Preventative resources can look like providing students with more mental health resources and guidance counselors; students must have access to resources that educate them on how to handle problems and emotional or mental health crises to deter them from taking extreme measures.

Realistically, we can’t expect all students with emotional or mental health crises to utilize such resources. That is why mental health conversations must be mandatory in schools. When we speak about mental health, we destigmatize the topic, empowering students to feel heard, speak up and take action when they see alarming signs among their peers.
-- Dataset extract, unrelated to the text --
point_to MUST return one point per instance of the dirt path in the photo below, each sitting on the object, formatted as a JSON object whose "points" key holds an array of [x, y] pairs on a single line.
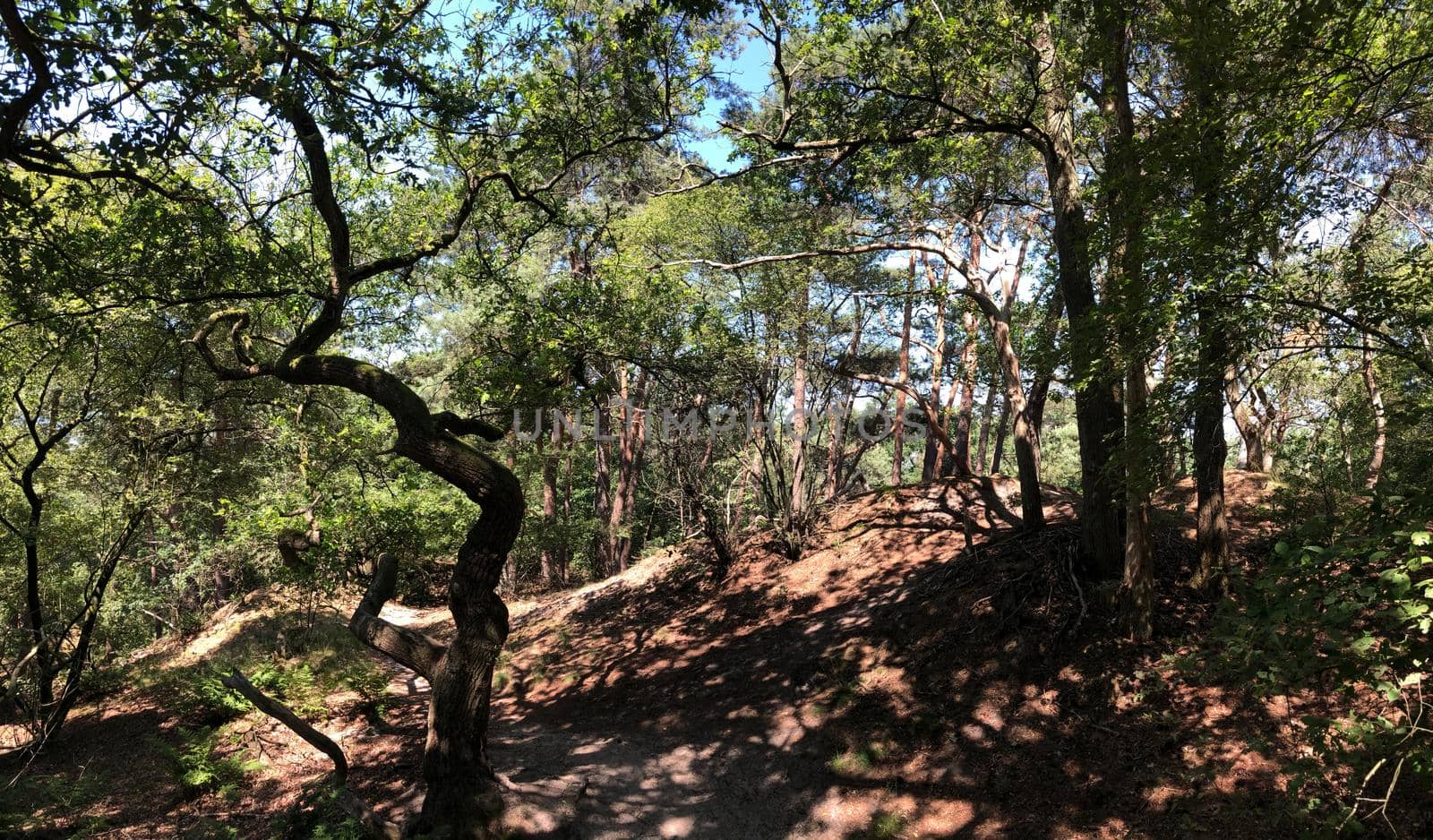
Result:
{"points": [[910, 677]]}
With the increased usage of social media prior to mass killings, media literacy is a conversation we must not forget about. As stated in the article, “​​Shooter warning signs get lost in sea of social media posts… Increasingly, young men have taken to Instagram, which boasts a thriving gun community, to drop small hints of what’s to come with photos of their own weapons just days or weeks before executing a mass killing.”

Salvador Ramos posted a picture of two AR-style semi-automatic rifles just days before killing 21 people at Robb Elementary School.

Ethan Crumbley posted a photo of a semi-automatic handgun captioned, “Just got my new beauty today,” days before killing four students at his high school in Michigan in 2021.

The list goes on.

Our generation of social media users needs to know how to navigate these platforms. Students must be aware of what posts and signs may look like and understand the necessity of reporting them, whether that be to a school counselor or the police. Law enforcement and social media companies cannot, among millions of posts, spot every gun post from a potential mass shooter.

We must acknowledge that this problem is so much more than mental health. All countries in the world have mental health issues but none with school shootings as frequent as ours.

The “softening” of schools must be paired with gun control, an aspect of the solution Astor did not overlook.

“And, these experts say, you remove the major ‘environmental hazard’ that contributes to gun violence: the guns,” Astor said. “The eight-point plan calls for universal background checks, a ban on assault-style weapons, and …a type of emergency order that would allow police to seize a gun when there is an imminent threat.”

There is no easy answer. There is no immediate anecdote. Kids are dying. And if we don’t take effective action that limits guns, not adds them, that focuses on preventing, not simply responding, we will continue to experience agonizing loss as a nation as we did last Tuesday when 19 children and two teachers lost their lives to gun violence.